L’éducation dite moderne, cependant, commence au Maroc bien avant le protectorat. Elle débute avec l’Alliance israélite universelle (AIU). Cette société, née à Paris, est soucieuse du sort des juifs dans le monde. Elle veut également rompre avec l’enseignement traditionnel des rabbins. C’est le 23 décembre 1862 qu’elle ouvre sa première école au Maroc, à Tétouan, qui accueille 160 élèves. Tout naturellement, ces établissements ne seront fréquentés que par des petits juifs marocains. Suivront un autre établissement à Tanger, puis à Mogador (Essaouira). En 1910, ces écoles constituent tout un réseau de l’Alliance. Les musulmans continuant, eux, à frapper aux portes des msid.
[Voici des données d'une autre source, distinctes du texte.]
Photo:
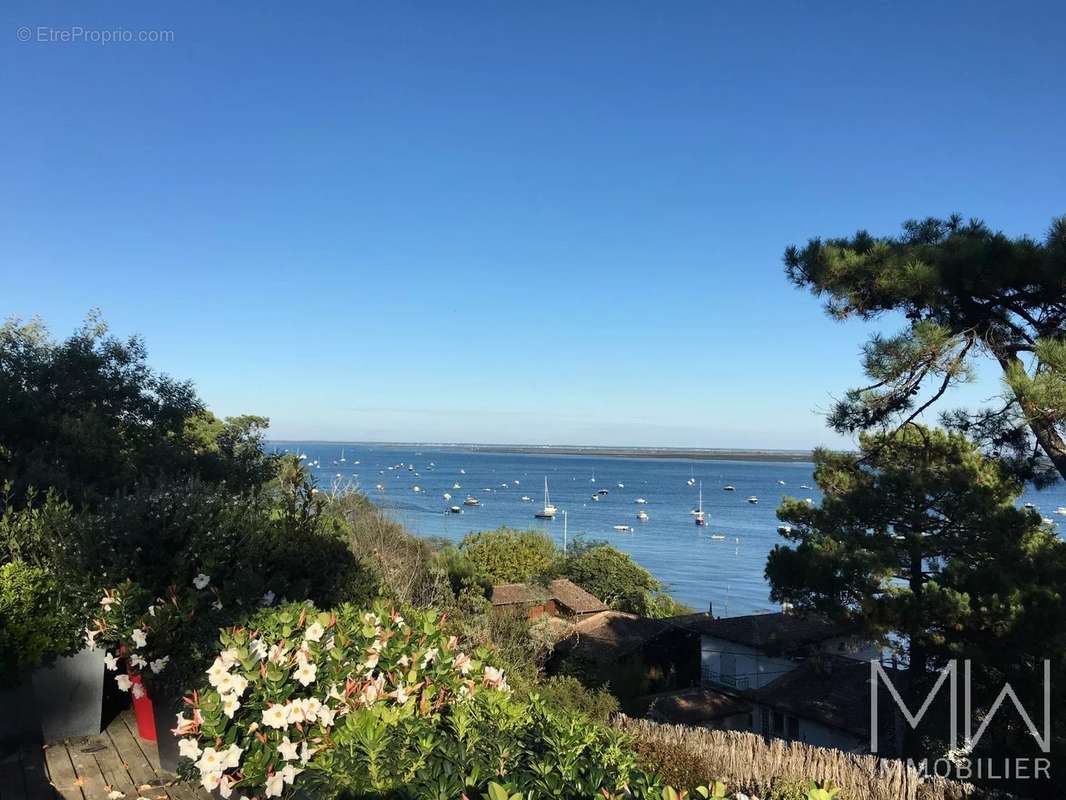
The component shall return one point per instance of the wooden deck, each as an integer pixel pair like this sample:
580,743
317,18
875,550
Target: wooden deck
90,768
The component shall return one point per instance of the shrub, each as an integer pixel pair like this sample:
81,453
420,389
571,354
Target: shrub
36,623
565,692
329,699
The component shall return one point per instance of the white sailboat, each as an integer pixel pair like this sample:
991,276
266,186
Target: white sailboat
548,512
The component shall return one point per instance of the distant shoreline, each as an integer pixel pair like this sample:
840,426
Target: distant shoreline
622,452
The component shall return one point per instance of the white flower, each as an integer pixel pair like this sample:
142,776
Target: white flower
295,710
288,750
189,749
210,761
305,673
231,757
211,780
230,704
326,716
311,707
159,665
463,664
274,785
430,656
290,772
276,716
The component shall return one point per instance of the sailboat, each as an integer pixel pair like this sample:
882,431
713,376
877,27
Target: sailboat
548,512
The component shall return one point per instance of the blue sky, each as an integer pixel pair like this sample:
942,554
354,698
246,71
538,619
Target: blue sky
507,222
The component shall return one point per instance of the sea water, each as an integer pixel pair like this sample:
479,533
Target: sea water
721,564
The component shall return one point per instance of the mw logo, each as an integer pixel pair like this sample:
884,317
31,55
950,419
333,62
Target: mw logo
950,674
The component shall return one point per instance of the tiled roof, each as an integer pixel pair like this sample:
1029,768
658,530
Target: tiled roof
772,632
611,635
834,690
563,591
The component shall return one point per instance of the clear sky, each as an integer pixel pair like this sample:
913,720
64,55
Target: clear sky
506,222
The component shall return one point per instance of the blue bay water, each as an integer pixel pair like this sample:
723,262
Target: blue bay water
696,569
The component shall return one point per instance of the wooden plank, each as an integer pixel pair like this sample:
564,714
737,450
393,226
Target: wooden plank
35,773
111,766
61,772
129,752
148,748
12,786
89,772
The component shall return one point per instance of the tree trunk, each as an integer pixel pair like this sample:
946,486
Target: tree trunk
917,654
1047,436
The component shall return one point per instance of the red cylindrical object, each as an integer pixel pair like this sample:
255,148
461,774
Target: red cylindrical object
143,710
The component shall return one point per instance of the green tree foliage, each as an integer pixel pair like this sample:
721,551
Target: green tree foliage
37,623
87,416
965,290
507,556
619,581
919,538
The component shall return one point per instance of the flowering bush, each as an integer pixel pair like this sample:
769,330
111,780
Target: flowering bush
366,703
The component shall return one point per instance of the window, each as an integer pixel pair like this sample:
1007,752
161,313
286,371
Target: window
793,728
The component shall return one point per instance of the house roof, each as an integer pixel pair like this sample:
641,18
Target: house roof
830,689
610,635
695,706
772,632
563,591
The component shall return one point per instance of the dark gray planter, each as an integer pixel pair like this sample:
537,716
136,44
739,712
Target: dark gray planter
69,696
19,723
165,715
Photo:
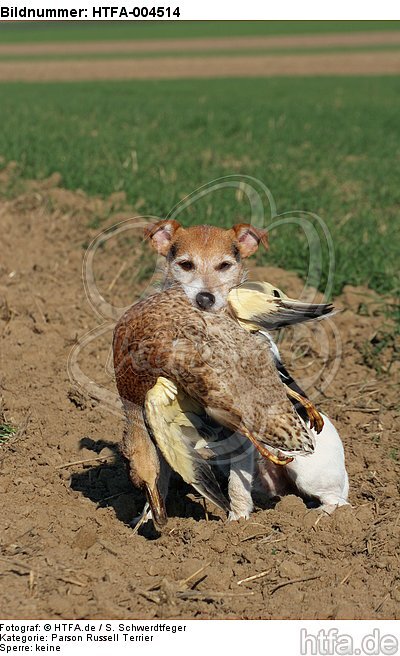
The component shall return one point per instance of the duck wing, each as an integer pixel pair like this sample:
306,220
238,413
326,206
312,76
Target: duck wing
180,429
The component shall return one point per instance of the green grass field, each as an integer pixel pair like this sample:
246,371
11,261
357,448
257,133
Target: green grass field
42,31
325,145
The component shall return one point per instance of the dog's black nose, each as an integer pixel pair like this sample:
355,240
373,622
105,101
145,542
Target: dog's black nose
205,300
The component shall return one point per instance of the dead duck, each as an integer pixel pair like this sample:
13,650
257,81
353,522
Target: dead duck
220,366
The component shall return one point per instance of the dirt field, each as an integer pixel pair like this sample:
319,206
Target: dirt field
207,64
66,549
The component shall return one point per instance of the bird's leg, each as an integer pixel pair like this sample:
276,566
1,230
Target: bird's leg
143,461
314,416
240,483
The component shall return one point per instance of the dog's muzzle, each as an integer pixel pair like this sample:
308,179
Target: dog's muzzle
205,300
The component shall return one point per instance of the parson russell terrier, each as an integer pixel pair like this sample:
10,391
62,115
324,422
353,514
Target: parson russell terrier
208,262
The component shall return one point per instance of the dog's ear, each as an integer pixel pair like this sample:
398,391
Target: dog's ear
249,237
161,234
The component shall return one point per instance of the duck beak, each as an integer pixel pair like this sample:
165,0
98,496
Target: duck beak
157,506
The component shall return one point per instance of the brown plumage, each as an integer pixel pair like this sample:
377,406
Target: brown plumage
218,364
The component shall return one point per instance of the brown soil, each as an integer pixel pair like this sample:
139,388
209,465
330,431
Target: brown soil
226,43
66,549
157,68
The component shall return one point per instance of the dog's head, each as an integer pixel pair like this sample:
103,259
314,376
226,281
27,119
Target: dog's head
205,260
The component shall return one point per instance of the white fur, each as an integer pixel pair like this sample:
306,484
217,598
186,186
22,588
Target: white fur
240,485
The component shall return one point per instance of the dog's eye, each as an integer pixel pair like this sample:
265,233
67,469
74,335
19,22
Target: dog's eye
224,266
186,265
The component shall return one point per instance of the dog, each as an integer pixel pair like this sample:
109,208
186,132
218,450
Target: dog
207,262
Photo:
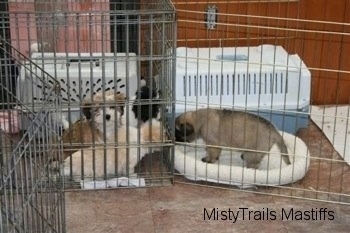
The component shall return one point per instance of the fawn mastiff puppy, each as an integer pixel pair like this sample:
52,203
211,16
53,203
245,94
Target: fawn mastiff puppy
237,129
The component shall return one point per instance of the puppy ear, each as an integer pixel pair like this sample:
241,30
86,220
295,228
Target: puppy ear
120,98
Lyautey et la ségrégation scolaire
Le protectorat s’installe au Maroc en 1912. Il faut attendre 1915 pour voir Lyautey mettre en place les prémices d’un système scolaire digne de ce nom. Pour ce faire, le premier résident général de France au Maroc « envisage un réseau scolaire arabe à trois niveaux ; le premier pour les fils de notables, des écoles urbaines pour les fils d’artisans et des établissements ruraux. En clair, il s’agit de ne pas ébranler la hiérarchie du royaume chérifien », détaille l’historien Georges Bensoussan. Il s’agit surtout d’exclure les petits Marocains du système scolaire français. Le protectorat dessine clairement une ségrégation éducative dont les séquelles se feront ressentir après l’indépendance, et bien au-delà.
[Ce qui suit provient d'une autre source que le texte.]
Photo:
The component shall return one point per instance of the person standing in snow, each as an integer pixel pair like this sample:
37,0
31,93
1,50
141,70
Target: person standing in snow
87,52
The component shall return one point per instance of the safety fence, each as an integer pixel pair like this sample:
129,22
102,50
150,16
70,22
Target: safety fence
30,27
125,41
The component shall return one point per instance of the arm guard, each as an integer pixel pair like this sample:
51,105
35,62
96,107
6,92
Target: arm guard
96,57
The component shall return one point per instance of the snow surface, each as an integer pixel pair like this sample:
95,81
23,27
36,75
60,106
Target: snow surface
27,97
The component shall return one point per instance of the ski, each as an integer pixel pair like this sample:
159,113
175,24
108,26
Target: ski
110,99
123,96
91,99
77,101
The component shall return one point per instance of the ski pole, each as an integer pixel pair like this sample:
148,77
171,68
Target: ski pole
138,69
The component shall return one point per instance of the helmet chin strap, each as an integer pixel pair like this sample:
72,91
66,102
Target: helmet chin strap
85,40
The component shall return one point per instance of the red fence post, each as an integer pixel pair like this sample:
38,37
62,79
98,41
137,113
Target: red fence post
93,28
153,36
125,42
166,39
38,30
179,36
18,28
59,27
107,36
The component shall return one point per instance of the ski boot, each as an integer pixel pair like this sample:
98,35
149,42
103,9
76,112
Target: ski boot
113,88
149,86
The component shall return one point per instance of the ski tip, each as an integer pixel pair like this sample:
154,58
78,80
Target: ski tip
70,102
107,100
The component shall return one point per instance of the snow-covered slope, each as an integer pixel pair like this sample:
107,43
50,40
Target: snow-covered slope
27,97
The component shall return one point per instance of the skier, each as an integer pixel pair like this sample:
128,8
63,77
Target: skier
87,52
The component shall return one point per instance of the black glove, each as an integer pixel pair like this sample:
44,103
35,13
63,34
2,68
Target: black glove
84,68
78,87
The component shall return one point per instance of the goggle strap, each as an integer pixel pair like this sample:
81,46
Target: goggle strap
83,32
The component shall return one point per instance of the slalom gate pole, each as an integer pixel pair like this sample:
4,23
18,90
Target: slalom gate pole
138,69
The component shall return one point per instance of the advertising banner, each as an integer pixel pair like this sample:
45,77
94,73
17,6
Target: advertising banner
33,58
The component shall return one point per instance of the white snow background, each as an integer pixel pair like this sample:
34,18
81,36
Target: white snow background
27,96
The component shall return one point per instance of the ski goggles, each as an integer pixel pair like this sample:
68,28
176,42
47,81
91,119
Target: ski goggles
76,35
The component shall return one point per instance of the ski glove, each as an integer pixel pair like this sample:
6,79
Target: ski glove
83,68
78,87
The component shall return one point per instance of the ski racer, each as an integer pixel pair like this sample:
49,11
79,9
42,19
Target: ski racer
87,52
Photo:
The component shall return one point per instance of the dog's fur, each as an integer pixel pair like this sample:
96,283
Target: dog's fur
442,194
Lyautey imagine donc une instruction publique à plusieurs vitesses, système qu’il juge le mieux adapté afin de pérenniser la société chérifienne et son Makhzen (gouvernement central). Et c’est à Georges Hardy, ancien directeur de l’enseignement en Afrique occidentale française (AOF) et ami de Lyautey, que sont confiées les rênes de l’école coloniale au Maroc. Dans ses Mémoires, celui-ci note à propos de l’enseignement populaire mis en place par les Français : « Nous nous bornons […] à placer l’enfant dans l’atmosphère des métiers qu’il sera susceptible d’exercer […]. Nous le maintenons le plus possible dans le milieu professionnel où nous l’avons pris. »
Le protectorat entend donc maintenir le statu quo social. Pis : les Français jouent la carte ethnique. Ils créent des écoles franco-berbères. « Tout enseignement de l’arabe, toute intervention du fqih, toute manifestation islamique seront rigoureusement écartés », insiste à l’époque Paul Marty, directeur du Collège musulman de Fès. Une vingtaine de ces écoles verront le jour dans le royaume.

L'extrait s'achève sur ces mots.